A police forensic officer works on Streatham High Road in south London on February 2, 2020, after a man is shot dead by police following reports of people being stabbed in the street. - British police on Sunday said they had shot a man in south London, after at least …

An inquest jury has ruled that the Streatham terror attack could have been prevented had convicted terrorist Sudesh Amman had been recalled to prison after undercover officers had become suspicious when he bought items for making his fake suicide belt.

Twenty-year-old Sudesh Amman stabbed two people on a busy street in Streatham, south London, with a carving knife he stole from a shop while wearing a fake suicide vest on February 2nd, 2020. Just ten days earlier, he had been released from prison after serving two years of a 40-month prison sentence for possessing and disseminating Islamist terrorist material.

An inquest at the Royal Courts of Justice heard that on January 31st, 2020, undercover officers surveilling Amman had caught him buying kitchen foil, parcel tape, and bottles of carbonated soft drinks, which they feared could be used to make a hoax suicide bomb device. Despite police and the British domestic intelligence network MI5 being concerned about Amman, HM Prison and Probation Service decided not to recall him to prison.

After 11 hours of deliberation, the jurors determined on Friday that had HMPS had “missed an opportunity” and if it had recalled Amman to prison after concerns were raised, the terror attack would have been stopped, according to the BBC.

The jury was told that he could have been sent back to jail if probation services believed that his behaviour “indicated an increased or unmanageable risk of serious harm to the public”.

As a result of the probation service’s decision, Amman was put under round-the-clock armed surveillance. But despite so many eyes being on the convicted terrorist, on that day in February, he was able to stab two people. The jury had heard earlier this month that at the time of the attack, he had been surveilled by a total of nine officers. Amman was shot dead by two of them about one minute after the attack began.

The jury also heard that counter-terror police wanted the Prison Service to stop Amman’s early release after a note was found in the 20-year-old’s cell which “appeared to show a pledge of loyalty to the leader of Islamic State”, but the prisons body said it could not justify the request.

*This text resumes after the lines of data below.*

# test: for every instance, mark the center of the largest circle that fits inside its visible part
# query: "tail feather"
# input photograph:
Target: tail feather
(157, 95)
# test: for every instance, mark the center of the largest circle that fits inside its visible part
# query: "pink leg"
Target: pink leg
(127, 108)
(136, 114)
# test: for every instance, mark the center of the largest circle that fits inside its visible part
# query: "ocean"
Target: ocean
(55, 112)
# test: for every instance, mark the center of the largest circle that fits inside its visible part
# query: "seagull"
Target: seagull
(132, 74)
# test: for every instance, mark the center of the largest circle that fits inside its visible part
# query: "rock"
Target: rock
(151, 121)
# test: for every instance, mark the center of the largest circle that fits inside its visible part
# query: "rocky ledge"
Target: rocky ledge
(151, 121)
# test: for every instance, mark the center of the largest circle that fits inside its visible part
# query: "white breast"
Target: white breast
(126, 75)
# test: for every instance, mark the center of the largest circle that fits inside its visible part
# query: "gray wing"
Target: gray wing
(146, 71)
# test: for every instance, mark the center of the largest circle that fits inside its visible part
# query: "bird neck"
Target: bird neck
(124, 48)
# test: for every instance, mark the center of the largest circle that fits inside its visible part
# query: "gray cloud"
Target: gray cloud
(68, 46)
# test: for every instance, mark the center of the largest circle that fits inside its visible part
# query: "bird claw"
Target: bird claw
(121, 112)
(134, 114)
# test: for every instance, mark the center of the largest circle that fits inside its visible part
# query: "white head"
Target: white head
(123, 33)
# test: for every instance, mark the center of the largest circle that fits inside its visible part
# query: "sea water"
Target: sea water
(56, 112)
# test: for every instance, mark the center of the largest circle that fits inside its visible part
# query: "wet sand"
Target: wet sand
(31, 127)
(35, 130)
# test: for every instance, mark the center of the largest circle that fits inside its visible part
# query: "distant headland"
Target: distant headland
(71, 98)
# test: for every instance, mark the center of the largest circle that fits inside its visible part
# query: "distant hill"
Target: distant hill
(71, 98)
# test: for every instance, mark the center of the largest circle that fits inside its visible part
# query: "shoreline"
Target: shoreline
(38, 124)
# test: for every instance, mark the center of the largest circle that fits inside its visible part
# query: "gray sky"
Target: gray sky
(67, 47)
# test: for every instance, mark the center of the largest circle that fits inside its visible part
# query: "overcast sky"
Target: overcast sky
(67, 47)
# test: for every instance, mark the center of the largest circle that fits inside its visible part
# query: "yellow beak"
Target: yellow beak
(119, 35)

The law has since been changed to end the automatic early release of those convicted of terror offences.

It was also revealed during the three-week inquest that Amman associated with Parsons Green bomber Ahmed Hassan and Hashem Abedi, the brother of the Manchester Arena bomber Salman Abedi, during his time at Belmarsh Prison.

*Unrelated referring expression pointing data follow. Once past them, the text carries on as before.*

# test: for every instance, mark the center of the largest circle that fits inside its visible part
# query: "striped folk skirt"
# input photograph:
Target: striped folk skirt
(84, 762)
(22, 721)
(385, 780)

This inquest is not the first in recent months to find British authorities’ failures had contributed to the failure to prevent terror attacks.

In mid-June, the chairman of the inquiry into the 2017 radical Islamic terror attack on the Manchester Arena committed by Salman Abedi condemned the venue’s operators, security contractors, British Transport Police, and other authorities for their failure to anticipate the bombing or secure the building and identify the Islamist as a threat on the night of his attack, despite concerns being raised from members of the public that the 22-year-old had been acting suspiciously.

And on May 29th, an inquest into the London Bridge terror attack found failures by police, MI5, and probation services had contributed to the deaths of victims Saskia Jones and Jack Merritt, who were fatally stabbed by radical Islamist terrorist Usman Khan while he was out from prison on licence in November 2019.